We did not find a significant reduction in recurrence rates among women treated postoperatively with tamoxifen, although multiple randomized trials and one meta-analysis demonstrated that in women treated with BCT, adjuvant tamoxifen with or without adjuvant RT reduces the risk of ipsilateral and contralateral DCIS.10,30,31 The small sample size and lack of detailed information on duration and adherence to the prescribed treatment likely did not allow us to detect an effect of endocrine therapy on the risk of tumor recurrence in our cohort.

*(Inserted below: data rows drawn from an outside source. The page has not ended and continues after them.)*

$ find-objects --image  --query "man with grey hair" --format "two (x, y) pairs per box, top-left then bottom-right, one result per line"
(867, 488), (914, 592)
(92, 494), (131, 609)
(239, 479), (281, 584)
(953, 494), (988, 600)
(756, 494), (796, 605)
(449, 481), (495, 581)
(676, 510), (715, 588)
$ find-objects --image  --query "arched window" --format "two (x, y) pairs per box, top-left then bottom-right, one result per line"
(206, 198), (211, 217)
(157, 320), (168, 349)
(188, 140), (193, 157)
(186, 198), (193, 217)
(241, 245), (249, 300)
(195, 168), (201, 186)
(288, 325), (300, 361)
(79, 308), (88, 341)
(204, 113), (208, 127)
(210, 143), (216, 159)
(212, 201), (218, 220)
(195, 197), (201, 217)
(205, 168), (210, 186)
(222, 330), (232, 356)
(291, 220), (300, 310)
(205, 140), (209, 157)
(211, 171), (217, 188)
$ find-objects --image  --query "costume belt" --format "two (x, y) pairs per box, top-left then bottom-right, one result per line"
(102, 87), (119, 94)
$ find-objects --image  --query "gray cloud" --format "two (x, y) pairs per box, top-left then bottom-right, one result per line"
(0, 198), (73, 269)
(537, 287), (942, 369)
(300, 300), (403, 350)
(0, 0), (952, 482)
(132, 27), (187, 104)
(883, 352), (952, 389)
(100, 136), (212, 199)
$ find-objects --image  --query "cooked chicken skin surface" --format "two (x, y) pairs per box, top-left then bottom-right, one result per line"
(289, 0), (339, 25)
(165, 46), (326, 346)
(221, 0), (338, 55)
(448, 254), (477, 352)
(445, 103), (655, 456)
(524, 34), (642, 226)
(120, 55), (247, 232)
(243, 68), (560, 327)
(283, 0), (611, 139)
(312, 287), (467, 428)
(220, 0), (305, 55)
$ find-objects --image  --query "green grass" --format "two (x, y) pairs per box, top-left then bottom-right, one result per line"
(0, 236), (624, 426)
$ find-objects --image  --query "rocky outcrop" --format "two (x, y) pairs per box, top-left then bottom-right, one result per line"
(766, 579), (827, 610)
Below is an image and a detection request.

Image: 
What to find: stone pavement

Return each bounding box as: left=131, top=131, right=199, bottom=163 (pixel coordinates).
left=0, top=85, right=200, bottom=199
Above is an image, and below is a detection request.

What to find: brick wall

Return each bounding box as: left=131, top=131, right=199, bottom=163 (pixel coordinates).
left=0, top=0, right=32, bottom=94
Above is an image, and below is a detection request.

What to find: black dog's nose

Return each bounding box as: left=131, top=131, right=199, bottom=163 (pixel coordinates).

Although patient age has been shown to be associated with the risk of LR, with risk decreasing with increasing age, we did not observe an effect of age on the risk of LR in our dataset. Our study, which included only eight patients aged 40 years or younger, was clearly underpowered to detect an effect of age on the risk of LR. However, in a study of 2996 women (141 patients younger than 40 years of age) treated with BCS over 30 years, the risk of recurrence was approximately 20 and 50% lower for women aged 40–49 years and 50–79 years, respectively, compared with women younger than 40 years of age.32 In another study including 418 women (30 patients younger than 40 years of age) treated with BCS followed by breast irradiation, the 10-year rate of local failure was 31% for patients younger than 40 years of age, 13% for age 40–49 years, 8% for age 50–59 years, and 6% for patients aged >60 years.33

We acknowledge the limitations of our study, which include its retrospective nature, single institution sample, and small sample size; however, we feel this is a valuable contribution to this debated topic in contemporary practice.

CONCLUSIONS

The results of our study suggest that adjuvant RT may be an appropriate choice in patients who have unfavorable clinicopathologic characteristics and less extensive surgery. Personal risk factors and lifestyle habits may also contribute to a poor clinical outcome. Further studies are necessary to better understand the biology of the carcinoma and its impact on clinical outcome.